Amine Horseman
Amine Horseman

Reputation: 274

Creating batches from custom dataset of images in Tensorflow

I'm reading a list of .jpg images from disk, and I wanted to split it in several batches. But I got a ValueError while trying to create the first batch.

Here is my code:

import tensorflow as tf
import os

images_list = []
for i in range(6):
    image = tf.read_file("{0}.jpg".format(i))
    image_tensor = tf.image.decode_jpeg(image, channels=3)
    image_tensor = tf.image.rgb_to_grayscale(image_tensor)
    image_tensor = tf.image.resize_images(image_tensor, 28, 28)
    image_tensor = tf.expand_dims(image_tensor, 0)
    images_list.append(image_tensor)

batches, _ = tf.train.batch(images_list, batch_size=3, enqueue_many=True, capacity=6)

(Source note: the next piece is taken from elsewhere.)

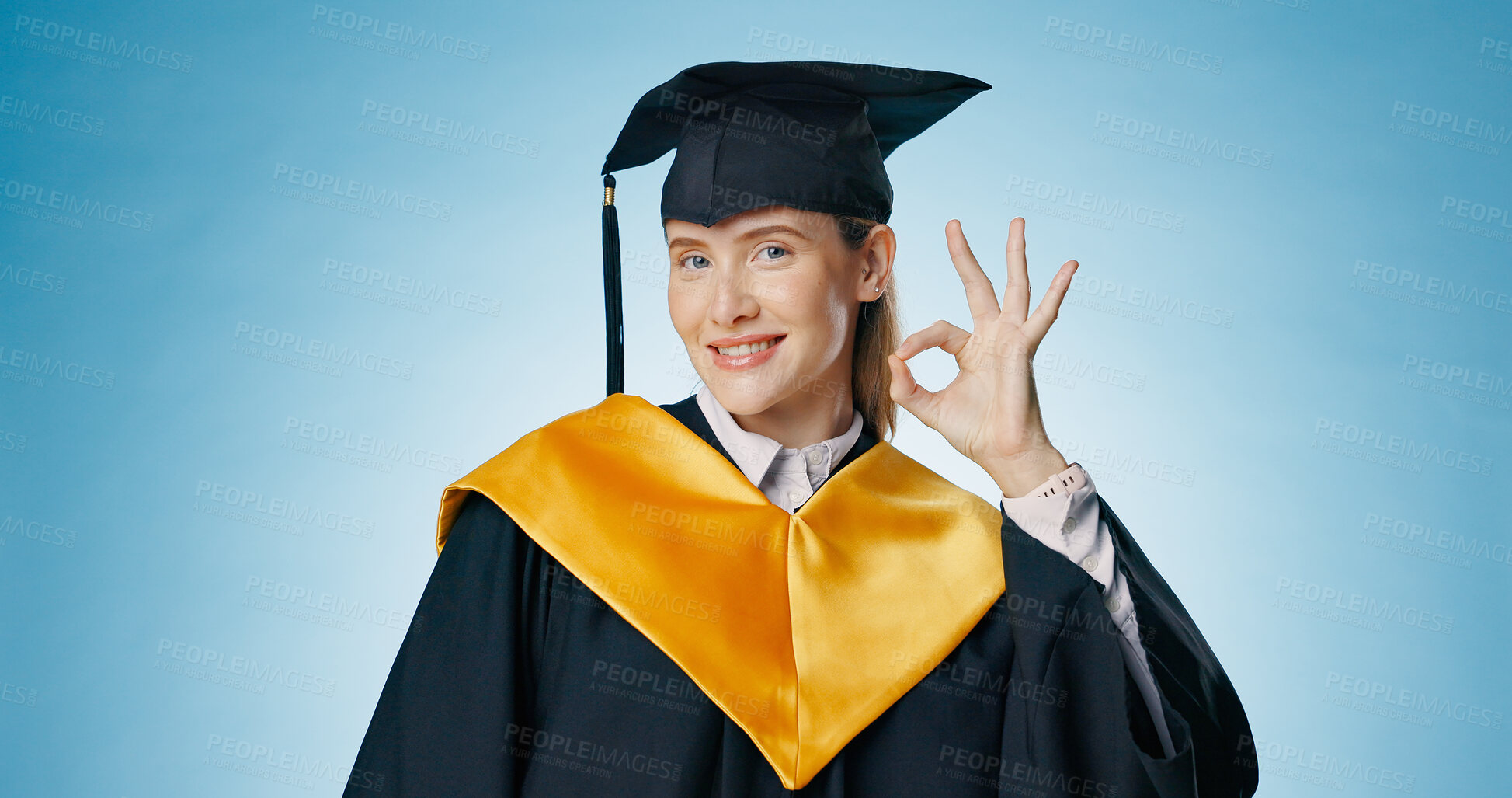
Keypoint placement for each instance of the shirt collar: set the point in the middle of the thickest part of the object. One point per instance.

And this is the error message:

ValueError Traceback (most recent call last)
<ipython-input-77-a07e94cddf32> in <module>()
----> 1 batches, _ = tf.train.batch(images_list, batch_size=3, enqueue_many=True, capacity=6)

ValueError: too many values to unpack

Upvotes: 2

Views: 4012

Answers (1)

Olivier Moindrot
Olivier Moindrot

Reputation: 28198

Your error message is not linked to TensorFlow at all (you can see that the ValueError was not thrown by TensorFlow).

If you look at the doc, you can see that tf.train.batch() returns a list of tensors (one value in total), and you are trying to get two values when you write batches, _ = tf.train.batch(...).

That is why you get ValueError: too many values to unpack.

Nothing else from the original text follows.